Tourism hit a wall somewhere around the 1980s. Destinations became theme parks. Travel became a verb conjugated only in the past tense: I went. I saw. I checked it off. The world shrank into a list of coordinates to conquer before moving to the next one.

Uppsala, Sweden, is betting that travelers are tired of that game. Just under an hour north of Stockholm, the city has launched what it calls "IQ Tourism" - a deliberately provocative rebrand that flips the whole checklist mentality on its head. Instead of promoting UNESCO sites and photo ops, Destination Uppsala is courting the kind of visitor who actually wants to think while traveling, to stumble onto something unexpected, to leave a place changed rather than just documented.

Visitors exploring the grassy mounds of Gamla Uppsala, Sweden's historic archaeological site
Exploring Uppsala's ancient mounds offers curious minds a journey through Sweden's Viking heritage

"We see this as a movement," explains Helena Bovin, Head of Marketing at Destination Uppsala. "Travel is shifting toward meaning, context, and discovery rather than just ticking boxes. Uppsala has everything needed for this kind of traveler." It's a thesis that makes intuitive sense. The city hosts one of Europe's oldest universities and a population young enough to keep things from feeling like a museum piece. The intellectual heritage runs deep here, alongside an openness to the unconventional.

Beyond the Guidebook

So what does IQ Tourism actually look like on the ground? Uppsala has built out roughly 60 experiences, places, and ideas that resist easy categorization. Hunt down a moveable red tower that relocates throughout the year. Visit an independent bookstore where code words unlock book recommendations tailored specifically for you. Explore a memorial stone marking a historical event that probably never happened but has shaped collective memory anyway. Mix your own perfume with every ingredient chosen to tell your personal story. Stumble into a miniature world hidden somewhere in plain sight. Sit down at a specialty coffee roastery where the barista cares more about conversation than speed.

These aren't activities plugged into a traditional tourism framework. They're designed to make your brain work, to reward curiosity, to create moments where you actually pause and think about what you're experiencing. It's an approach that aligns with what local storytellers have been discovering for years - that the most meaningful travel experiences bypass the mainstream entirely.

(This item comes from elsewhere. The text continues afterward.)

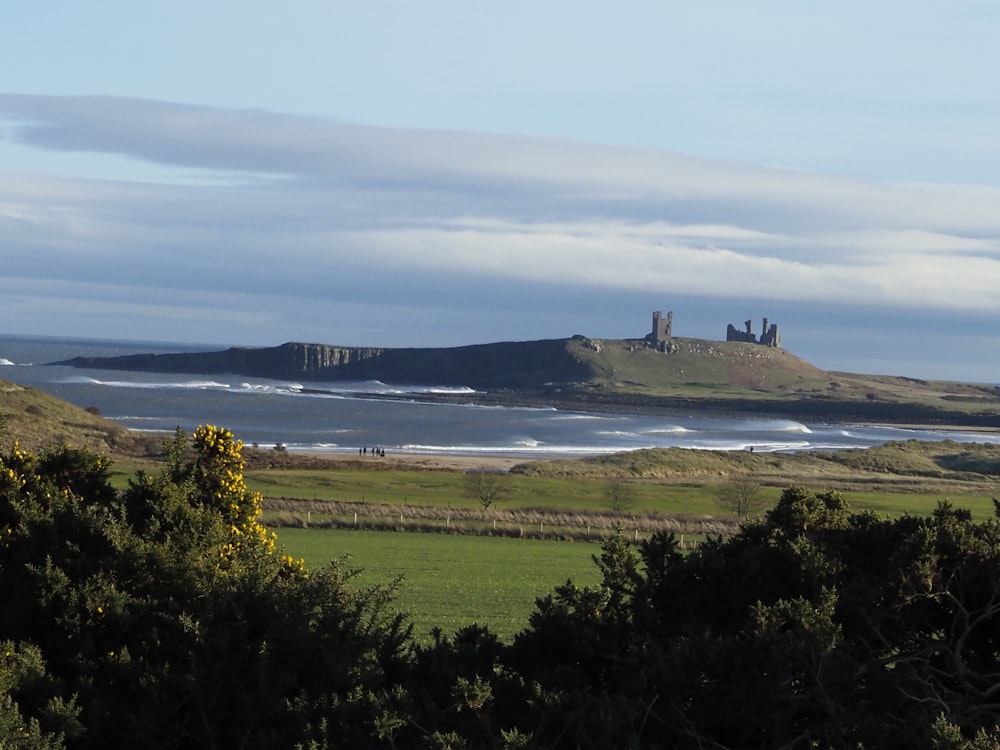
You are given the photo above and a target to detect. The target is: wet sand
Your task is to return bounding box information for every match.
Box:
[299,451,537,471]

The Irony They're Aware Of

There's something deliciously ironic about rejecting checklists by publishing a list of 60 things to do. But the Uppsala team seems aware of the contradiction and unbothered by it. The list is meant as suggestion rather than mandate, a menu of possibilities rather than a passport to stamp. Their campaign spans social media (both their own channels and partnership accounts), video content, and traditional media across Scandinavia and beyond.

What's happening in Uppsala taps into a larger shift in how people want to move through the world. Sweden has been quietly innovating in how it presents itself to travelers, and this campaign builds on that tradition of thoughtful destination development. Travelers increasingly reject the mass tourism model that powered the second half of the 20th century. They want experiences grounded in community, authenticity, and genuine connection. They want to learn something. They want to be surprised.

Uppsala offers something harder to find than another Instagrammable landmark: permission to wander without a script. In a world of overwhelmed destinations and exhausted tourism models, that might be the most radical offering of all.